Vector Space Approach
	= content-based representation of entries
	= entries represented by vector of weights of discriminating terms
		- TFij = Term Freq of term Tj in doc Di
		- DFj = Doc Freq of term in N docs
		- IDF = Inverse Document Freq = logN/DFj (0 .. LogN)
		- TF*IDF = TFij*LogN/DFj
	= various measures of "distance" cosine most common
	= pioneered by Gerard Salton of Cornell,
		Mike McGill (lives in Worthington Hills,
		works in Ann Arbor) may have ideas
	= 1992 code available at ftp://ftp.cs.cornell.edu/pub/smart/
	= contact person Chris Buckley chrisb@cs.cornell.edu
  Appropriateness to checking:
	1. should be useful as it would look for different terms
	2. would get a ranked list of matches for new page
		by searching in the vector space for "close" entries.
		If no "duplicate" was detected, the close matches
		might be useful for indexing because the close
		items would have similar index categories.

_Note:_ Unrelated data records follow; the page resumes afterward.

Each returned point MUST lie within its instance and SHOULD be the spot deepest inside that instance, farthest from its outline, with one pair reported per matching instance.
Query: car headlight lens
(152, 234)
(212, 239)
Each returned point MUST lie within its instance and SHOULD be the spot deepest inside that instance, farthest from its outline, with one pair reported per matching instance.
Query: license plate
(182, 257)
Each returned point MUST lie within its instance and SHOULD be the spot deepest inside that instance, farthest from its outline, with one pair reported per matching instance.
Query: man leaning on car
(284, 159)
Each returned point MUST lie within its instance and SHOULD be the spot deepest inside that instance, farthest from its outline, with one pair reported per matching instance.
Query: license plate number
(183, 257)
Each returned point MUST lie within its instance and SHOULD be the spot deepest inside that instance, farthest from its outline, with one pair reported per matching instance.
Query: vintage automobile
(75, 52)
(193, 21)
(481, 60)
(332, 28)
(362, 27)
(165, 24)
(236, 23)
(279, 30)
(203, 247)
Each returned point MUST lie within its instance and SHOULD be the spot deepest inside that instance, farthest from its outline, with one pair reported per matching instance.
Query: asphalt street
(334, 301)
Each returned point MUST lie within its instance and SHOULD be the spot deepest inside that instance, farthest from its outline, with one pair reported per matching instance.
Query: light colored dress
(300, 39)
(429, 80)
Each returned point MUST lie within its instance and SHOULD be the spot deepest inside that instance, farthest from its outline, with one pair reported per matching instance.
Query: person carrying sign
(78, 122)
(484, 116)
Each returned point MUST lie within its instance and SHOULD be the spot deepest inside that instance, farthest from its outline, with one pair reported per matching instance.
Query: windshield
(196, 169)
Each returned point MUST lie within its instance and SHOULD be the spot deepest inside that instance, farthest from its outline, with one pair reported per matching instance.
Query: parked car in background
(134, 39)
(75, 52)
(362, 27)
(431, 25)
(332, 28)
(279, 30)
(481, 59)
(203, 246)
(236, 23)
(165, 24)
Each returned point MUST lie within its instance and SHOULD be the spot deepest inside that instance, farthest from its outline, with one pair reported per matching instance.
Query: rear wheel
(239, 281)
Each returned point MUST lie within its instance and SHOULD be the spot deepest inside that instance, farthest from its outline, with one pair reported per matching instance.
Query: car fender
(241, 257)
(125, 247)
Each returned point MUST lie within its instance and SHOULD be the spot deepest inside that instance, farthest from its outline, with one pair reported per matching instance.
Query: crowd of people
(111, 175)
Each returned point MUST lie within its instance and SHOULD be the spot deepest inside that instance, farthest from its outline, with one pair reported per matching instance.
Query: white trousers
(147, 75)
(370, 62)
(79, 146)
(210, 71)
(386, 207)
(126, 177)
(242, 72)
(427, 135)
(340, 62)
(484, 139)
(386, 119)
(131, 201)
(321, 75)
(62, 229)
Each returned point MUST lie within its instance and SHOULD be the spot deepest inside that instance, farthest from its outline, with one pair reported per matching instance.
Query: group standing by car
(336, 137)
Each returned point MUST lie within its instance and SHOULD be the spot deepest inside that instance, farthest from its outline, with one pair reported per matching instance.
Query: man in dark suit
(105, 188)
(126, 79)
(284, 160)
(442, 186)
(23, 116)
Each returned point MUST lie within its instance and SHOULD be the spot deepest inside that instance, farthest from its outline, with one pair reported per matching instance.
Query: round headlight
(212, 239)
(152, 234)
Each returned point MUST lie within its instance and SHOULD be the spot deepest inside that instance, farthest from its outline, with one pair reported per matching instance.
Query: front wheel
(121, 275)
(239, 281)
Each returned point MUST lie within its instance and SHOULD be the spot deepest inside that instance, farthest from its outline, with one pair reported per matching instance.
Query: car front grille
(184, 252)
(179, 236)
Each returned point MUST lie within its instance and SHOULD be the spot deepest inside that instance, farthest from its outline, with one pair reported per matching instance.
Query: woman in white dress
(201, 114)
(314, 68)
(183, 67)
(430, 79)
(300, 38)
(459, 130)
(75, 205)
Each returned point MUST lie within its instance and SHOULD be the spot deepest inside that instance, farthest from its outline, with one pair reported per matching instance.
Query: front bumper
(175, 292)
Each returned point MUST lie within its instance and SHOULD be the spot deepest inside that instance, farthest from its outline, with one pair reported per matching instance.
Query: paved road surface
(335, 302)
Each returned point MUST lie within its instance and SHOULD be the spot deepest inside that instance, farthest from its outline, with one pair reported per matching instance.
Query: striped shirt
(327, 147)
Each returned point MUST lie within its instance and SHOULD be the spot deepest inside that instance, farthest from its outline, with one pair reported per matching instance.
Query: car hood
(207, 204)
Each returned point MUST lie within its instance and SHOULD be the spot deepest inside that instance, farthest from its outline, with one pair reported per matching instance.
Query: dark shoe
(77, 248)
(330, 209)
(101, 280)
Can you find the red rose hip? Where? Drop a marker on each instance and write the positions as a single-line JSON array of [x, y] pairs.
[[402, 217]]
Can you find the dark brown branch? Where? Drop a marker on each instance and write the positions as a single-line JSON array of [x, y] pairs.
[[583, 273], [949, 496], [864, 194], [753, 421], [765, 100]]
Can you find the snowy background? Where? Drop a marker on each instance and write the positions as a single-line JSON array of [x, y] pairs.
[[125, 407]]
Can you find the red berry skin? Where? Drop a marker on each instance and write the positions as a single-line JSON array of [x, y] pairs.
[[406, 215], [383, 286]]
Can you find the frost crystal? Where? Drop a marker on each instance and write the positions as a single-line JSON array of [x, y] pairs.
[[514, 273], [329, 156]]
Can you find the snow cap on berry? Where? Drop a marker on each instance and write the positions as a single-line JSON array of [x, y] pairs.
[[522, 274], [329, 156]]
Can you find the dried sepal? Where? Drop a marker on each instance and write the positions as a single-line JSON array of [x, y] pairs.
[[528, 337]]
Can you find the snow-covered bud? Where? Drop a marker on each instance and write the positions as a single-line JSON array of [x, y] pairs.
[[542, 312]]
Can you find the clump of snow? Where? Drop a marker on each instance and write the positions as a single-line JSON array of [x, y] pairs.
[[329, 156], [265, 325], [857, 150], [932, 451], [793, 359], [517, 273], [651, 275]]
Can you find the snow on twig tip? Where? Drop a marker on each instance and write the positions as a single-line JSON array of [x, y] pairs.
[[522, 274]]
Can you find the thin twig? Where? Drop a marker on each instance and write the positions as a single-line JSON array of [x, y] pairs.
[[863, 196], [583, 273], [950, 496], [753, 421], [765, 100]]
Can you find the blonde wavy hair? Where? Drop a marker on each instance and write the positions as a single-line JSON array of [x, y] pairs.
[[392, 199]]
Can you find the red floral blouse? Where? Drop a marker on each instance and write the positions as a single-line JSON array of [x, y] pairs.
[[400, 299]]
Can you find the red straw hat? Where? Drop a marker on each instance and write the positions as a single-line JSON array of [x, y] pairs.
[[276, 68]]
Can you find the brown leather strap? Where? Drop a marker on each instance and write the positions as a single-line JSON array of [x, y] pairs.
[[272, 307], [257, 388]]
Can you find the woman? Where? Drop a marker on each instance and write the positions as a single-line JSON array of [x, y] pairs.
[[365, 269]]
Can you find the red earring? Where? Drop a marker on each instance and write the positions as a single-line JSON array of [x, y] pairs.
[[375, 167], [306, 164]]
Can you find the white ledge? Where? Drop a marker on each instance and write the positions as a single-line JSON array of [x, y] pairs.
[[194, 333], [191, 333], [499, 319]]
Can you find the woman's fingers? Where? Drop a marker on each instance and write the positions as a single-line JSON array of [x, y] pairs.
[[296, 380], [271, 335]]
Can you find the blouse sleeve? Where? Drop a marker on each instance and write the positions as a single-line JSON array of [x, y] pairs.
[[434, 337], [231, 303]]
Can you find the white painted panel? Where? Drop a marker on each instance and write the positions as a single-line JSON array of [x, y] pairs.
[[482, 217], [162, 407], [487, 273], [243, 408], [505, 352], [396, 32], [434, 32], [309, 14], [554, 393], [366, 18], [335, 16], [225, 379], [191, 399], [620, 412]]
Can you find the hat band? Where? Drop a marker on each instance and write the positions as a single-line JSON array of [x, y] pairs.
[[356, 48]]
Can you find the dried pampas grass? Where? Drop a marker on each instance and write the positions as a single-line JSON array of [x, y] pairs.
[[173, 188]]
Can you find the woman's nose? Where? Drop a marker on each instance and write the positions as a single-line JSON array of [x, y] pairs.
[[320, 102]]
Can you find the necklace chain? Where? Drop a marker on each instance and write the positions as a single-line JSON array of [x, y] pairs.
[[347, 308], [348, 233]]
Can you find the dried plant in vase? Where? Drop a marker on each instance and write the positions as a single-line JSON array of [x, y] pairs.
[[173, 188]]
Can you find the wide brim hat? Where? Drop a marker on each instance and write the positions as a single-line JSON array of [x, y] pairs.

	3. probably too expensive, unless the space could be
		partitioned so each item was compared to
		only a few close items, not the entire set.
  Feasibility:
	Implementation is probably a costly proposition.
	The Cornell SMART code is notoriously hard to install,
	and the code would still have to be adapted.
	I have asked a friend at Cornell if there is better code.
	The effort would be on the order of 1-2 months FTE.

Diff File Approach
	= ad hoc textual approach checks number of added+deleted lines
	= run diff on stored page and current URL
	= compute number of lines changed (wc -l of output of diff)
	= if many lines added, deleted, or both (i.e., changed),
		the page is a candidate for A&I update
	= criterion could be based only on the number of diff lines,
		or on some function of the number added vs. deleted,
		the logic being that 10 added lines is more important
		than 5 lines that changed.
  Appropriateness to checking:
	1. could be a useful additional piece of information,
		certainly more information that an absolute diff
	2. would not be useful to compare potential URLs to database
	3. would not be useful, as this type of deduping requires 2.
  Feasibility:
	In the most simple form, the check would only take
	a few minutes to implement is a shell script.
	In more complex forms, all that would be needed
	would be to count the number of ">" and "<" lines,
	or keep track of the line numbers that actually change.
	These are all doable with simple scripts.